Un Moi anglais ne serait pas un vrai Mois anglais sans la lecture d’un Agatha Christie. Pour cette session, j’ai donc choisi : Les Indiscrétions d’Hercule Poirot. Même si, de plus en plus, j’ai une préférence pour les romans dans lesquels les stars de l’auteure laissent leur place à des personnages inconnus, j’avais envie de retrouver ce cher Hercule.

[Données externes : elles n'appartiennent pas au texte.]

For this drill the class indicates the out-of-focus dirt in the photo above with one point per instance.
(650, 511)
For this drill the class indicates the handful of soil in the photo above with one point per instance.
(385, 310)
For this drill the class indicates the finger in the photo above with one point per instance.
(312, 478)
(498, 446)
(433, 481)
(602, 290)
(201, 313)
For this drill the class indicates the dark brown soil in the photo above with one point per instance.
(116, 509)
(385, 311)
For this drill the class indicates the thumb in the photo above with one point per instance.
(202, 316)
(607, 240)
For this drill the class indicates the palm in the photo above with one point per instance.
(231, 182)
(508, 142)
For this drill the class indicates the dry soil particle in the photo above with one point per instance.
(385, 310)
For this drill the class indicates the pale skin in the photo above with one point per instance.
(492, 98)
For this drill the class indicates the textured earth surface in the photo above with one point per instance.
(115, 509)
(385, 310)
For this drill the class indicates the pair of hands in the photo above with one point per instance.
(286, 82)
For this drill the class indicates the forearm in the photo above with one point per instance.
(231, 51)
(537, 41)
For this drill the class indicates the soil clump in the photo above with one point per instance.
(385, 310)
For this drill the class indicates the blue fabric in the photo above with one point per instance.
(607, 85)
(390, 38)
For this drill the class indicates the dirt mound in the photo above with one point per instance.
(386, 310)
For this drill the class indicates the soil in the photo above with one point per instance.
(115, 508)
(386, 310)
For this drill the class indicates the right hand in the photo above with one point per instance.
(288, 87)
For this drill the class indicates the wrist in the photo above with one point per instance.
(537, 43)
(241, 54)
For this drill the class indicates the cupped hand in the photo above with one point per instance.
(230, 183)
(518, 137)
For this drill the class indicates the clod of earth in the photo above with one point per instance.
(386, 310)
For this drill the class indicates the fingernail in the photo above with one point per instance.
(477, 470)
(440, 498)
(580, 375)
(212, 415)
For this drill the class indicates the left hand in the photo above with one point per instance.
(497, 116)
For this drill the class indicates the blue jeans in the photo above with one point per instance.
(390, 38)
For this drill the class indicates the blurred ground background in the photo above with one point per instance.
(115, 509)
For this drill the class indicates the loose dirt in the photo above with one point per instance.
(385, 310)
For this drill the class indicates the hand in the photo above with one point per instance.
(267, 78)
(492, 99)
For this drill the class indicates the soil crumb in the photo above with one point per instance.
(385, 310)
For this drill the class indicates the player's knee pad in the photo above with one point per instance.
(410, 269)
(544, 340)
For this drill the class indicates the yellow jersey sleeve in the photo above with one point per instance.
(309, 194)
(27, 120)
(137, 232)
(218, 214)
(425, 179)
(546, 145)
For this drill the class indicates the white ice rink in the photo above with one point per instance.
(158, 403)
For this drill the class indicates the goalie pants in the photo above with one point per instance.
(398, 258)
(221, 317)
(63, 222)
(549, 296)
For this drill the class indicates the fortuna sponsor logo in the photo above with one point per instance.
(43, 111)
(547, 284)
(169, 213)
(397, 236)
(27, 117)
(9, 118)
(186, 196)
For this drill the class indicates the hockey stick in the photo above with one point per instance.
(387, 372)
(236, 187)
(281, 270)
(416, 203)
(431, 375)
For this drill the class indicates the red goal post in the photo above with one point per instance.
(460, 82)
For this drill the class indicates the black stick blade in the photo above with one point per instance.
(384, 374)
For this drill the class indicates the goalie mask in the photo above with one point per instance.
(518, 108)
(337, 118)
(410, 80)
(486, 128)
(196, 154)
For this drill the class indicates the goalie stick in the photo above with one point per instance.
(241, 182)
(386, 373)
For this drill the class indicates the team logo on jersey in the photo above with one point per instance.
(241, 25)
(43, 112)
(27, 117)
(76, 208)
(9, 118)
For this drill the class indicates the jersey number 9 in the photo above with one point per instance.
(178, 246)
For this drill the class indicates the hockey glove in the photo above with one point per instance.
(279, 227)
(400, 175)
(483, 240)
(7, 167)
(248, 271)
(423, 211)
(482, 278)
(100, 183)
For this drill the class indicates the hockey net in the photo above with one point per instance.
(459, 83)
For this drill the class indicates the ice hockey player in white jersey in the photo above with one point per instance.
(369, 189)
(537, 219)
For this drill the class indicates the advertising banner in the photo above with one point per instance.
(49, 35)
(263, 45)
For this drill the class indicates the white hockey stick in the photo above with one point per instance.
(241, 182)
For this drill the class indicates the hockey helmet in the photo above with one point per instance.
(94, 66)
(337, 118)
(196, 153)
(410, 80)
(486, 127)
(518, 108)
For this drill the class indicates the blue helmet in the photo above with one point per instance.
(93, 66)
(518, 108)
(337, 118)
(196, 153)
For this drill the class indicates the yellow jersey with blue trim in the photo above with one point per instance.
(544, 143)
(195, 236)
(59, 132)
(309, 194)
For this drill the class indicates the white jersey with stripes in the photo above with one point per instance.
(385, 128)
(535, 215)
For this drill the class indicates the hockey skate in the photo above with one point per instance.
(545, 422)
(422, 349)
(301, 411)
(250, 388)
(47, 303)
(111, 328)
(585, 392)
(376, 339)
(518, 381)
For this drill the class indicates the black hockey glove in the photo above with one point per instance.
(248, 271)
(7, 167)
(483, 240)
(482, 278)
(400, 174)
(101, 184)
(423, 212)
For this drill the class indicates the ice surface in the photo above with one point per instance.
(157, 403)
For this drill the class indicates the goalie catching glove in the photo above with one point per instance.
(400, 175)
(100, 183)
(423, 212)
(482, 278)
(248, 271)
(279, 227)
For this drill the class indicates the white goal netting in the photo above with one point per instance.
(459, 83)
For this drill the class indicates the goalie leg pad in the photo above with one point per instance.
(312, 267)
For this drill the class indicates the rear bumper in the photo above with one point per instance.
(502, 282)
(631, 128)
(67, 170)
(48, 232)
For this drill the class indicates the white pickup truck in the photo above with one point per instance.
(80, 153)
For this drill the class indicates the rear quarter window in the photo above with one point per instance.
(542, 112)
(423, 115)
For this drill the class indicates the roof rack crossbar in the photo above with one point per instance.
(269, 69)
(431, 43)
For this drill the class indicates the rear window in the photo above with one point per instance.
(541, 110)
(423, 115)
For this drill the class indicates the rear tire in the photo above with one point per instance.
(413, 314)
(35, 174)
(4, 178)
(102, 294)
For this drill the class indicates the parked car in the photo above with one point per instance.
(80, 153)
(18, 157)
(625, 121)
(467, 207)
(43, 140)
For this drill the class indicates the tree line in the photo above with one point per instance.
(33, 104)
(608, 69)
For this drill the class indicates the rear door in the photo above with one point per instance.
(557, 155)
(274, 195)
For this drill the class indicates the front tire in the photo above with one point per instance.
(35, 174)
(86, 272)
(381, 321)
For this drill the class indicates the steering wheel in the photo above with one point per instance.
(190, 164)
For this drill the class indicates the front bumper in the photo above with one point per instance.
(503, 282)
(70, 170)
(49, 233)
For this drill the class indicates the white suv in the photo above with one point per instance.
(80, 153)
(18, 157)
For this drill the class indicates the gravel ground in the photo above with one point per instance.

L’action se situe à Enderby Hall, demeure de Mr Richard Abernethie. Celui-ci vient subitement de passer l’arme à gauche, plus soudainement que l’on s’y attendait. Lors de la lecture du testament, qui réunit les frères et sœurs de Richard ainsi que ses neveux, sa sœur, Cora, qui a la particularité de parler à tort et à travers, lance de façon impromptue : « Il a bien été assassiné, n’est-ce pas ? » Le doute s’installe alors dans les esprits et notamment dans celui de l’avoué et ami de Mr Richard Abernethie, Mr Enthwhistle. Le doute fait d’autant plus son chemin que Cora est retrouvée assassinée le lendemain. Troublé par ses événements, Mr Entwhistle s’en va quérir Hercule Poirot.